Summary
EOG Resources, Inc. (EOG) filed an 8-K on September 30, 2004, providing updated information on its operational strategies and financial outlook. The company reported an increased acreage position in the Barnett Shale and revised its production growth targets upwards for 2004. This filing signals EOG's proactive management in expanding its resource base and enhancing production capabilities. Key takeaways for investors include the strategic leasing of approximately 325,000 net acres in the non-core Barnett Shale area, with expectations for significant production growth and reserve additions commencing in 2005. Furthermore, EOG has raised its 2004 total company production growth target to 9% and provided forward-looking growth targets for 2005 (14%) and 2006 (8%). A preliminary capital expenditure budget of approximately $1.4 billion is set for 2005, excluding acquisitions, indicating a significant investment in future growth.
Key Highlights
- 1EOG has leased approximately 325,000 net acres in the non-core Barnett Shale area of North Central Texas.

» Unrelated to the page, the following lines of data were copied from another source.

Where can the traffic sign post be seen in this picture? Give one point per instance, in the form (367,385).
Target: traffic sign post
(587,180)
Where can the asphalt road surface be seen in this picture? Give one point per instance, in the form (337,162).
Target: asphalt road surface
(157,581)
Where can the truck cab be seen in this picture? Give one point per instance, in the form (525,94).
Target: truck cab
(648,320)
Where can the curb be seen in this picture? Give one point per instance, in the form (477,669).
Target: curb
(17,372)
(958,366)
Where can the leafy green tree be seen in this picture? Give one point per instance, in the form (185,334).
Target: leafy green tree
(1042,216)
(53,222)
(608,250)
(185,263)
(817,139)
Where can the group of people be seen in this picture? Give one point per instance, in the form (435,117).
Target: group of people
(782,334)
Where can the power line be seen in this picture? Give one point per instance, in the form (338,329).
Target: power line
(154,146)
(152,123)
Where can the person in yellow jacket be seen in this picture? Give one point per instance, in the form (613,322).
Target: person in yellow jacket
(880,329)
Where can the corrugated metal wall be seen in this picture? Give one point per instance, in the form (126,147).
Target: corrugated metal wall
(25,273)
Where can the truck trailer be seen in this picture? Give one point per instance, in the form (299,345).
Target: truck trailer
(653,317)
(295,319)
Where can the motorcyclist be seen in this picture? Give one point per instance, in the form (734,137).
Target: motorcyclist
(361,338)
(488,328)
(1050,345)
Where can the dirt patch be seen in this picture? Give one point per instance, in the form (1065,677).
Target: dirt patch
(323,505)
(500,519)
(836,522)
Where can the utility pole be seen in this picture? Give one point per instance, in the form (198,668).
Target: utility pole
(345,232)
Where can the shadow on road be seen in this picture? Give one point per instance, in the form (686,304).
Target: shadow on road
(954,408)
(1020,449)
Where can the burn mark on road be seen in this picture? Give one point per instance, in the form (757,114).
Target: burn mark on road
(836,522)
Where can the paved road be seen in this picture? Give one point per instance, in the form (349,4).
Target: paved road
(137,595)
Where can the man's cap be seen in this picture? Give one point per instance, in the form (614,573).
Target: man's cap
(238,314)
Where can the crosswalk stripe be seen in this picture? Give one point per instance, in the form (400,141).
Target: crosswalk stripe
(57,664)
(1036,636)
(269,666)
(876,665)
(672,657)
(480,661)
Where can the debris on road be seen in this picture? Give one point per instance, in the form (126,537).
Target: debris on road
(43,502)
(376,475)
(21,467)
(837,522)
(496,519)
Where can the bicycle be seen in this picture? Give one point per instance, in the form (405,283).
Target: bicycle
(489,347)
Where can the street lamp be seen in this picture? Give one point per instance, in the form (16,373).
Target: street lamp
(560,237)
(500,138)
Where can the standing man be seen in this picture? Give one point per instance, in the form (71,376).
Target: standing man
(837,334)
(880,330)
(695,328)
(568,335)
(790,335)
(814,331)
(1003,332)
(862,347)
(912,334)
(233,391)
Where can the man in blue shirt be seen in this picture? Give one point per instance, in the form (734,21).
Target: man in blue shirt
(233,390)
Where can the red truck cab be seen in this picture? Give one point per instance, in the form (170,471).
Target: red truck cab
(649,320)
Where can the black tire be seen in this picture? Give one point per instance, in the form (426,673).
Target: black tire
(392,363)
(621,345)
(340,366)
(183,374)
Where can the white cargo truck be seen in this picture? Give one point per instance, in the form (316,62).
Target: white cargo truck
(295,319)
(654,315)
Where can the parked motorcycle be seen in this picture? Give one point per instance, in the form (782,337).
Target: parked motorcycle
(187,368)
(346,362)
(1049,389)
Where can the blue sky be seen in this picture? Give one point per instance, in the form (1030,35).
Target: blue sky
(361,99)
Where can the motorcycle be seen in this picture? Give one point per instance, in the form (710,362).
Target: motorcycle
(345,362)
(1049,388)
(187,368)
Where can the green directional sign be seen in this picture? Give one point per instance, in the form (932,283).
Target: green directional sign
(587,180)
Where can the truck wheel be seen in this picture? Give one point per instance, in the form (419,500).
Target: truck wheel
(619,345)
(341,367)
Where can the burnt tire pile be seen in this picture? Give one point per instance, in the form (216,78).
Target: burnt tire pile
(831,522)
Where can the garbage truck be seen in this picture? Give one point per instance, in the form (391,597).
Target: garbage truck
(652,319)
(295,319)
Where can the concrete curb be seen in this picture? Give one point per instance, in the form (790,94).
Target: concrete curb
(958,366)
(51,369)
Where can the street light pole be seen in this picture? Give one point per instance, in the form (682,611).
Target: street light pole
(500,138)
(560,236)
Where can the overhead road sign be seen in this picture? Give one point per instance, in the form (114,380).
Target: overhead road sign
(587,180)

- 2Significant production growth and reserve additions from the Barnett Shale are anticipated from 2005 onwards.
- 3EOG is increasing its 2004 total company production growth target from 8% to 9%.
- 4Production growth targets for 2005 and 2006 are set at 14% and 8%, respectively.
- 5The preliminary estimated capital expenditure budget for 2005 is approximately $1.4 billion, excluding acquisitions.
- 6The company continues to utilize 3-D seismic and horizontal drilling techniques in the Barnett Shale.